Scale-free node degree distribution, small network diameter, large clustering coefficients – these are common properties found to be present in complex networks arising from seemingly disparate fields such as biology, computer science, cosmology, etc. [1], [2]. It is widely believed that there should be common underlying principles behind the formation of these networks that resulted in the observed properties. As such, complex networks have received much research attention during the past decade.
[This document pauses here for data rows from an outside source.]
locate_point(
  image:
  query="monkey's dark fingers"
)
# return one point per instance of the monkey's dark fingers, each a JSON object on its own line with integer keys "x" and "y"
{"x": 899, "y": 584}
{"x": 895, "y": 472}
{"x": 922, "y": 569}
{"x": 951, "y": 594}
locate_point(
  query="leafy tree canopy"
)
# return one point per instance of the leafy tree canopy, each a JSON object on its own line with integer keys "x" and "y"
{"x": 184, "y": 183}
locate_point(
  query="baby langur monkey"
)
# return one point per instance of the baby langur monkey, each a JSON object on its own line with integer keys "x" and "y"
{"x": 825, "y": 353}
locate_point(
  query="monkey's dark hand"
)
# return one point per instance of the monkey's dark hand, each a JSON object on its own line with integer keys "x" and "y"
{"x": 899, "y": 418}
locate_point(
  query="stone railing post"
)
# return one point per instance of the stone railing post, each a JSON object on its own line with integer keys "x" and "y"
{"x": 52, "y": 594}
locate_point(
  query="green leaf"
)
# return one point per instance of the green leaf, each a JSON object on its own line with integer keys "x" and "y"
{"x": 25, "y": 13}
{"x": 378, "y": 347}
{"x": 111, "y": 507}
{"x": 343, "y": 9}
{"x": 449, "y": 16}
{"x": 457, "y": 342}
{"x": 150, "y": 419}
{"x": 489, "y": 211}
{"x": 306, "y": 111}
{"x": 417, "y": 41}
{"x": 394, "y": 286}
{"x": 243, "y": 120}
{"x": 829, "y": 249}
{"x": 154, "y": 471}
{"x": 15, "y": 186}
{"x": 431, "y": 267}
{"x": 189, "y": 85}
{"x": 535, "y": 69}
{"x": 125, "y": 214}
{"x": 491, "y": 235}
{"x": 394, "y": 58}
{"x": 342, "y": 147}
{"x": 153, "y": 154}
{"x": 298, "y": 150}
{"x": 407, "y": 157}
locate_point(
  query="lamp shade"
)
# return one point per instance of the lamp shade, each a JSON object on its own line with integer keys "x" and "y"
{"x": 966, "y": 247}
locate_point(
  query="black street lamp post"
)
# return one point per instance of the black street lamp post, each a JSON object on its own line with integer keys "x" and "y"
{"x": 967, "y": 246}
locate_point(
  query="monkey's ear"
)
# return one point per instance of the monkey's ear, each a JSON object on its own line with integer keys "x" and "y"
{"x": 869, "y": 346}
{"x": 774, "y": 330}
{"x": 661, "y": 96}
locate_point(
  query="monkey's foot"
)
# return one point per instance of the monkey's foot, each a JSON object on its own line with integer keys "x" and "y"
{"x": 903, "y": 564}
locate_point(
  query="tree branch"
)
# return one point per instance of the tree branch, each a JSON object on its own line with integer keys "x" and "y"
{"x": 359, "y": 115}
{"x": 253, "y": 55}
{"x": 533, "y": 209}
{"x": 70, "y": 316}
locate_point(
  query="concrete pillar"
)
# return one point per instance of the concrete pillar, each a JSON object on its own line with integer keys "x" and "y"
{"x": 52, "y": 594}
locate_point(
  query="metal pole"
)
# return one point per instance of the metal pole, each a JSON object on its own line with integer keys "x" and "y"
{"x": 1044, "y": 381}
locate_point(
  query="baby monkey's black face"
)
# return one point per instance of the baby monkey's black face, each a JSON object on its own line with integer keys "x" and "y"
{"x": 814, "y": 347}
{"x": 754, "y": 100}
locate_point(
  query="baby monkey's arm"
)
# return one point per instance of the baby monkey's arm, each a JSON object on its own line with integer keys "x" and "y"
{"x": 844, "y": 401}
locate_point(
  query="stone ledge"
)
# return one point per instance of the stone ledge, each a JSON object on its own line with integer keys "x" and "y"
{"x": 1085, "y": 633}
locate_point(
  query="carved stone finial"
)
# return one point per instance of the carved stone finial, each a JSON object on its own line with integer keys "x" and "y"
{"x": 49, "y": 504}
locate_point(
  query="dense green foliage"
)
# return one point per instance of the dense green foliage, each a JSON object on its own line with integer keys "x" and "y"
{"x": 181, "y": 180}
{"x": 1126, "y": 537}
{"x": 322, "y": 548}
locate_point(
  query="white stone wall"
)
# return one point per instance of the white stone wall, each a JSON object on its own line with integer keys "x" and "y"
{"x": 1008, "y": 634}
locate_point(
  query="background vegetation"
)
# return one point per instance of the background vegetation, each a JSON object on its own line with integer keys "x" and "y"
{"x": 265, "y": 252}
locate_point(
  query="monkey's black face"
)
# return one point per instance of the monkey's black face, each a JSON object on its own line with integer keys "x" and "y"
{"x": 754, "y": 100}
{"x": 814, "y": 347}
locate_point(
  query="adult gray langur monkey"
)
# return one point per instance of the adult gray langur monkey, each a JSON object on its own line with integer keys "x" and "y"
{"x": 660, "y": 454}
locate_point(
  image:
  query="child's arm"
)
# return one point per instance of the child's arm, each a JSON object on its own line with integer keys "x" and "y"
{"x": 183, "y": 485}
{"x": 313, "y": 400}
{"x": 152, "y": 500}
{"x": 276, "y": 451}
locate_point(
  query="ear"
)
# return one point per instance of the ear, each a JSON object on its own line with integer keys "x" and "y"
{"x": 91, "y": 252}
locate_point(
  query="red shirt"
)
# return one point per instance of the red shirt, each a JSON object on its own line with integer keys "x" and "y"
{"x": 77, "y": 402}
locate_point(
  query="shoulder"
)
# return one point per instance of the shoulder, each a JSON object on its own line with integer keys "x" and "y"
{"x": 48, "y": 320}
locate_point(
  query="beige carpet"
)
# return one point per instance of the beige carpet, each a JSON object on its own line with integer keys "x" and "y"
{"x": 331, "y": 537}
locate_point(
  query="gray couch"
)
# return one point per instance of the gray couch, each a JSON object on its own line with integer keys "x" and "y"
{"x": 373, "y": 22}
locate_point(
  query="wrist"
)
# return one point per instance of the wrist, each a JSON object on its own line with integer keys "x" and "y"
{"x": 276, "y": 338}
One of the studies pertaining to complex networks is the network efficiency and capacity analysis [3][7]. In these studies, answers to the questions such as ‘how fast can a message be delivered to a given destination’ and ‘how many packets may be generated in the system before congestion arises’ are essential in understanding the performance of a network [5], [7], [8]. While there are existing results on routing and flow balancing in networks with certain topologies [9], they usually assumed the underlying topology or the knowledge of link formation mechanism. There are cases where the assumptions do not hold, for example, the animal foraging strategy [10] and the web searching process as depicted by the PageRank algorithm [11]. Approaches based on random walk can be applied when the detailed information of network formation mechanism is absent. Quantities such as stationary distribution and mean first passage time (MFPT) are important as they can be used to answer the questions about the performance of networks as mentioned above.

The concept of random walk has also been applied in social networks. Even-Dar et al. [12] studied the process of spreading influences in social networks by means of Voter Model and showed that the pathways in which the influences propagate are equivalent to series of random walks. Thus, the MFPT to a node A, yields the expected time for the other nodes in the network to be influenced by node A. Selecting a node with low MFPT for spreading the news could result in fast information propagation.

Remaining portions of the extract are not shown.